Monday, Dec. 21, 1987
Slumming in The Lower Shallows IRONWEED
By RICHARD CORLISS
Poor Francis Phelan. Once he was something like "the Natural," an infielder for the Washington Senators, good glove man, top-of-the-lineup smile, tough as Ty Cobb sliding into second with his spikes flaring at the shortstop's groin. When baseball stardom eluded Francis, he tried being a husband to Annie -- best kisser in Albany -- and a father to Billy and Peg. That didn't work out either, so he hit the road and fell into the arms of Helen Archer, a singer who became a sod. There was some trouble with the law too: that scab he had killed, and a life on the run that has finally slowed to a stumble. Now Francis is an alcoholic hobo on the sad side of 50. He wanders the Albany streets on a Halloween night in 1938, cadging free meals and hoping to make his peace with the phantoms who beckon to him from every trolley seat, backyard and yawning grave. So many lives behind him, and so many deaths. A man just wants to rock himself to sleep and not wake up.

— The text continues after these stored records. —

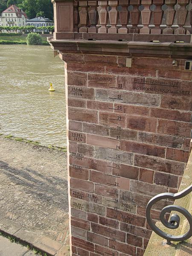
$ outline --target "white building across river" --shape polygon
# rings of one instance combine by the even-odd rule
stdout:
[[[2,12],[1,26],[26,26],[27,15],[15,4],[10,6]]]
[[[26,21],[27,26],[34,26],[38,28],[38,27],[54,26],[53,20],[43,17],[36,17]]]

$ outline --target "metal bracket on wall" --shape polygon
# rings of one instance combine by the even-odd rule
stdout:
[[[146,209],[146,216],[147,221],[152,230],[157,235],[166,239],[167,243],[169,244],[171,241],[183,241],[189,239],[192,236],[192,215],[185,208],[177,205],[168,205],[164,207],[161,210],[160,214],[160,220],[163,225],[168,228],[176,229],[179,226],[180,218],[177,214],[172,214],[169,221],[167,221],[165,218],[165,215],[167,212],[172,211],[175,211],[180,212],[186,218],[189,224],[189,230],[185,234],[180,236],[173,236],[164,232],[157,227],[153,221],[151,216],[151,210],[153,205],[157,202],[162,199],[170,198],[172,199],[178,199],[181,198],[192,191],[192,185],[180,192],[173,194],[173,193],[162,193],[156,195],[148,203]]]

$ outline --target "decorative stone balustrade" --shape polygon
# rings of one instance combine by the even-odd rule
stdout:
[[[158,35],[164,41],[180,39],[186,42],[183,39],[187,37],[183,36],[192,34],[190,0],[52,2],[56,39],[148,41],[157,38],[152,35]]]

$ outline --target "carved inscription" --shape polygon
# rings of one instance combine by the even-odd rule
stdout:
[[[151,78],[134,79],[134,90],[175,96],[190,96],[191,92],[177,80],[162,80]]]

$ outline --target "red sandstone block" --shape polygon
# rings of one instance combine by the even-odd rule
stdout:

William Kennedy's novel Ironweed was 227 pages of the DTs, a funny boohoo ramble through Nighttown, an interior dialogue between Francis and his ghosts. It won a Pulitzer Prize and a healthy audience for the other novels (Legs and Billy Phelan's Greatest Game) in Kennedy's Albany trilogy, with its wry poetic naturalism. The bums in Ironweed were not noble, but they had their own gravelly, poignant voices. The family Francis left behind was ordinary as linoleum, but their emptiness left a sympathetic ache in the reader's gut. Francis was drab and cramped on the outside, that husk of a booze-wracked body, but he didn't live there. He came to life inside, with way too many other people -- the loves, enemies and chances he had lost -- in the decaying mansion of his memories. What a lovely movie might dwell there!
Not this one. Not even with Hollywood's premier actor-stars, Jack Nicholson and Meryl Streep, as Francis and Helen. And not even with Kennedy writing the screenplay. He must have known that the novel's sour, allusive poetry -- part James Joyce, part James T. Farrell -- would get lost in translation to the screen. He must have realized that Francis' life is significant not for what he does but for what he dreams and fears. But a movie like this, which concentrates on mundane plot, can only show, not reveal. As directed by Hector Babenco (Pixote, Kiss of the Spider Woman), Ironweed lurks outside Francis' soul, like a tramp at a suburban window, permitting only dumb speculation on his fertile inner life. His ghosts are white-faced extras; his trek up Calvary becomes one long trudge toward oblivion. The movie provides a mug shot instead of an X ray.
Streep is always entertaining to watch, even when, as here, she looks like a debutante holidaying among the homeless. Both she and Helen are, after all, Vassar girls, and she bears herself with the shambling dignity of a gentlewoman trying to maintain moral equilibrium while on the skids. But Streep's role is small. Nicholson must carry the film, and it is no fair burden. In one or two other films, this sexy, daredevil performer has renounced his star quality, tamped his radiance, sat on his capacious charm, as if this were a higher form of acting. It is not. Pudgy and hollow-eyed, Nicholson gives the viewer no reason to follow Francis into the cemetery of all souls. But the actor is to be blamed only in believing that this role, robbed of its festering spiritual vitality, could ever come to instructive life. That life teems in the pages of Kennedy's novel -- an American Lower Depths. This Ironweed is the lower shallows.